Langue mengacu pada suatu sistem
bahasa tertentu yang ada dalam benak seseorang yang disebut competence oleh
Chomsky. Langue ini akan muncul dalam bentuk parole, yaitu ujaran yang
diucapkan atau yang didengar oleh kita. Jadi, parole merupakan performance dari
langue. Parole inilah yang dapat diamati langsung oleh para linguis. Sedangkan
language adalah satu kemampuan berbahasa yang ada pada setiap, manusia yang
sifatnya pembawaan. Pembawaan ini pun harus dikembangkan melalui
stimulus-stimulus. Jika dikaitkan dengan istilah-istilah dari Ferdenand De
Saussure, maka yang menjadi objek dalam linguistik adalah hal-hal yang dapat
diamati dari bahasa yakni parole dan yang melandasinya yaitu langue.
Bagi linguis, pengetahuan yang luas
tentang linguistik tentu akan sangat membantu dalam menyelesaikan dan
melaksanakan tugasnya. Seorang linguis dituntut untuk dapat menjelaskan
berbagai gejala bahasa dan memprediksi gejala berikutnya. Bagi peneliti,
kritikus, dan peminat sastra, linguistik akan membantu mereka dalam memahami
karya-karya sastra dengan lebih baik. Bagi guru bahasa pengetahuan tentang
seluruh subdisiplin linguistik fonologi, morfologi, sintaksis, dan semantik)
akan sangat diperlukan. Sebagai guru bahasa, selain dituntut untuk mampu
berbahasa dengan baik dan benar mereka juga dituntut untuk dapat menjelaskan
masalah dan gejala-gejala bahasa.
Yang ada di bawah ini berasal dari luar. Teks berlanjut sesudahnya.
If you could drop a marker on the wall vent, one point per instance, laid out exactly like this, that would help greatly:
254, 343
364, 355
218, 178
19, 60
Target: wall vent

Pengetahuan tentang linguistik akan menjadi
bekal untuk melaksanakan tugas tersebut.
Bagi penyusun kamus, pengetahuan
tentang linguistik akan sangat membantu dalam menjalankan tugasnya. Penyusun
kamus yang baik harus dapat memahami fonem-fonem bahasa yang akan dikamuskan,
penulisan fonem tersebut, makna seluruh morfem yang akan dikamuskan, dan
sebagainya. Para penyusur buku pelajaran tentu banyak membutuhkan konsep-konsep
linguistik dalam benaknya. Buku pelajaran yang akan disusun harus menggunakan
kalimat yang sesuai dengan tingkat pemahaman siswa yang akan membaca buku
tersebut. Di samping itu mereka harus mampu menyajikan materi dengan kosakata
dan kalimat yang tepat sehingga tidak terjadi kesalahpahaman. Linguistik akan
sangat bermanfaat bagi mereka.
Sebagai sebuah gejala yang kompleks, bahasa dapat
diamati atau dikaji dari berbagai segi. Hal ini melahirkan berbagai cabang
linguistik. Berdasarkan segi keluasan objek kajiannya, dapat dibedakan adanya
linguistik umum dan linguistik khusus. Berdasarkan segi keluasan objek
kajiannya, dapat dibedakan adanya linguistik sinkronik dan diakronik.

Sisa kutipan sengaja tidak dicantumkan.